I agree with you. I only stated how the crawlers seem to work, if you read their pages or try to block/slow down them it seems clear that they scan-first-respect-after. But somehow people understood that I approve that behaviour.
For those bad crawlers, which I very much disapprove, "not respecting robots.txt" equals "don't even read robots.txt, or if I read it ignore it completely". For them, "respecting robots.txt" means "scan the page for potential links, and after that parse and respect robots.txt". Which I disapprove and don't condone.
His site has a subdomain for every page, and the crawler is considering those each to be unique sites.
There are fewer than 10 links on each domain, how did GPTBot find out about the 1.8M unique sites? By crawling the sites it's not supposed to crawl, ignoring robots.txt. "disallow: /" doesn't mean "you may peek at the homepage to find outbound links that may have a different robots.txt"
for the 1.2 million are there other links he's not telling us about?

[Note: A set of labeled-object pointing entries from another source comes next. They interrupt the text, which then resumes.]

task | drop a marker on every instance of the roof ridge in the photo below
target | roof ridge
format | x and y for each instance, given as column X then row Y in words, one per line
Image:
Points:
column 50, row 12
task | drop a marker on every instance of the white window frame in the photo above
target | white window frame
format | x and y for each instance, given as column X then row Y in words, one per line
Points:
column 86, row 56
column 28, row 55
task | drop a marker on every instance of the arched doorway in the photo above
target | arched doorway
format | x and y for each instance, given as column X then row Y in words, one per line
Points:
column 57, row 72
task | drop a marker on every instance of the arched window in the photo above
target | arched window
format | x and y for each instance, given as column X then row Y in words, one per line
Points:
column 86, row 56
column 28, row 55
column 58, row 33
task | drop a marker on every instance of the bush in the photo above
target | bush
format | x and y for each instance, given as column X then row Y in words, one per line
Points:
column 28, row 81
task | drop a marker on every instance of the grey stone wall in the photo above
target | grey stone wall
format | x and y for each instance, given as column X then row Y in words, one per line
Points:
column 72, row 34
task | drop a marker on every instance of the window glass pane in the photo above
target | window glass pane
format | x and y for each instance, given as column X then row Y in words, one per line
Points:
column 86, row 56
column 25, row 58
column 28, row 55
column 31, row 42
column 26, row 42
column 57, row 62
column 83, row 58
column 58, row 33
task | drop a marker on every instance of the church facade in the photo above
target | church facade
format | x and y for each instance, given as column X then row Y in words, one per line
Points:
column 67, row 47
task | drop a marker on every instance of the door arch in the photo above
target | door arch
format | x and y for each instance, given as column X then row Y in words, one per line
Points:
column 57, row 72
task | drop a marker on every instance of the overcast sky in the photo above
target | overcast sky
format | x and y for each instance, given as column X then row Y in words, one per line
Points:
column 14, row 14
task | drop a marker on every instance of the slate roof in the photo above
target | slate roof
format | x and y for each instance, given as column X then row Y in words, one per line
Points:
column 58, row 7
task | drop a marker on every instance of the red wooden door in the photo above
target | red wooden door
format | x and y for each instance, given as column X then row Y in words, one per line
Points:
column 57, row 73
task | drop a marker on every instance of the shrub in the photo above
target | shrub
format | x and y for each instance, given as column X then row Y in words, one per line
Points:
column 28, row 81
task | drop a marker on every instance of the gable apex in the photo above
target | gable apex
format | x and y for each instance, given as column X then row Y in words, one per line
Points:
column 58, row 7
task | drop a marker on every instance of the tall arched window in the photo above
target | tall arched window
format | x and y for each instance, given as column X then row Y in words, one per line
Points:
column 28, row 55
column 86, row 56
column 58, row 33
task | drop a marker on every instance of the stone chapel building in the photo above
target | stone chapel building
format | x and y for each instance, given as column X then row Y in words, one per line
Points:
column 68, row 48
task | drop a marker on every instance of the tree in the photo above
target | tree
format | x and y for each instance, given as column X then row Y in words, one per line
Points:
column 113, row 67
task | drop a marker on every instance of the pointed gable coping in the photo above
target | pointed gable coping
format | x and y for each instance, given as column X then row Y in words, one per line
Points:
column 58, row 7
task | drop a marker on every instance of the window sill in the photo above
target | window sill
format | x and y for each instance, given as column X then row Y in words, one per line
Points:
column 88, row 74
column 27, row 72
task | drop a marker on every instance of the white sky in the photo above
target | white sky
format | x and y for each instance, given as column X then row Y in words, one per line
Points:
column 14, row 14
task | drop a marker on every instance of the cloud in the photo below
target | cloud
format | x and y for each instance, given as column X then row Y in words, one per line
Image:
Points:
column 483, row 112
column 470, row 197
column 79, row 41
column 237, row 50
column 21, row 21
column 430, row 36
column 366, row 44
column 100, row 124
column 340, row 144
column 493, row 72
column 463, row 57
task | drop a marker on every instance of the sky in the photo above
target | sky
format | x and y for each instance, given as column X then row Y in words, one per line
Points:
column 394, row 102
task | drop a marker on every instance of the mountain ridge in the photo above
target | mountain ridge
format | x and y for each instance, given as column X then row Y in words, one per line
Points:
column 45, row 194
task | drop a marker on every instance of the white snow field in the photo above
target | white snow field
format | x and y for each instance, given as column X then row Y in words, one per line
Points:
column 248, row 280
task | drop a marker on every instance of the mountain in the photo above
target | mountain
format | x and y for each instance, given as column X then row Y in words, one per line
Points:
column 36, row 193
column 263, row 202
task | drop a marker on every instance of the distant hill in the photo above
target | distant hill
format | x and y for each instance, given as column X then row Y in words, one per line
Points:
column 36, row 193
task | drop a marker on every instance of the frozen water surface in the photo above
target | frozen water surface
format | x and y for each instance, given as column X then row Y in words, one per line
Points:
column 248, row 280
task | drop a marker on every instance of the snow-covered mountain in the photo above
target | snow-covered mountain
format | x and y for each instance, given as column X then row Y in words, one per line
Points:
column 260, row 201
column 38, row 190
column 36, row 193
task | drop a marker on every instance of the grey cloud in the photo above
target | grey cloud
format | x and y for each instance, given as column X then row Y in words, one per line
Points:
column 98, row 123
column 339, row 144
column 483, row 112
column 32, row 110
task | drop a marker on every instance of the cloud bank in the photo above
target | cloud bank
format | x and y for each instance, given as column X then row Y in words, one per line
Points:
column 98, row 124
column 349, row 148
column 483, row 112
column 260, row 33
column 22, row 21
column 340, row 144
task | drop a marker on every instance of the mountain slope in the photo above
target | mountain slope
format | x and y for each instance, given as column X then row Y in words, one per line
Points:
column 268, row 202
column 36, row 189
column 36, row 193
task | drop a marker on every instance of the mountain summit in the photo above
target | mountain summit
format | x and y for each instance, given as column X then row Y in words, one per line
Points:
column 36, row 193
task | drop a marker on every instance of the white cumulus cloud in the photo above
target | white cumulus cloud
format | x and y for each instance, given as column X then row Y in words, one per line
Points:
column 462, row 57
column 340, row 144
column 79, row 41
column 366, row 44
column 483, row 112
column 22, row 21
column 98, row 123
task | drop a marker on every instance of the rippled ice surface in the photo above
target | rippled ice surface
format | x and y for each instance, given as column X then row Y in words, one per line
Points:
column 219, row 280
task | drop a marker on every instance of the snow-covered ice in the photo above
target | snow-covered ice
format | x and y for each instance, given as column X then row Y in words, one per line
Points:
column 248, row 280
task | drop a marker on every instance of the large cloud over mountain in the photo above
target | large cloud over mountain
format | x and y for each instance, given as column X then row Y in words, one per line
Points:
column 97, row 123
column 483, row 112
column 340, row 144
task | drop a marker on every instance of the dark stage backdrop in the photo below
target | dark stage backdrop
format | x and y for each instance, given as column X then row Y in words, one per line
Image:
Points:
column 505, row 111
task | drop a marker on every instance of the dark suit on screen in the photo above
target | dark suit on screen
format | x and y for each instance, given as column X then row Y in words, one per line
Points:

I'm not sure any publisher means for their robots.txt to be read as:
"You're disallowed, but go head and slurp the content anyway so you can look for external links or any indication that maybe you are allowed to digest this material anyway, and then interpret that how you'd like. I trust you to know what's best and I'm sure you kind of get the gist of what I mean here."
So, it has worked…
This is honeypot. The author, https://en.wikipedia.org/wiki/John_R._Levine, keeps it just to notice any new (significant) scraping operation launched that will invariably hit his little farm and let be seen in the logs. He's well known anti-spam operative with his various efforts now dating back multiple decades.
Notice how he casually drops a link to the landing page in the NANOG message. That's how the bots will get a bait.
I recognize the name John Levine at iecc.com, "Invincible Electric Calculator Company," from web 1.0 era. He was the moderator of the Usenet comp.compilers newsgroup and wrote the first C compiler for the IBM PC RT
https://compilers.iecc.com/
It's for shits-and-giggles and it's doing its job really well right now. Not everything needs to have an economic purpose, 100 trackers, ads and backed by a company.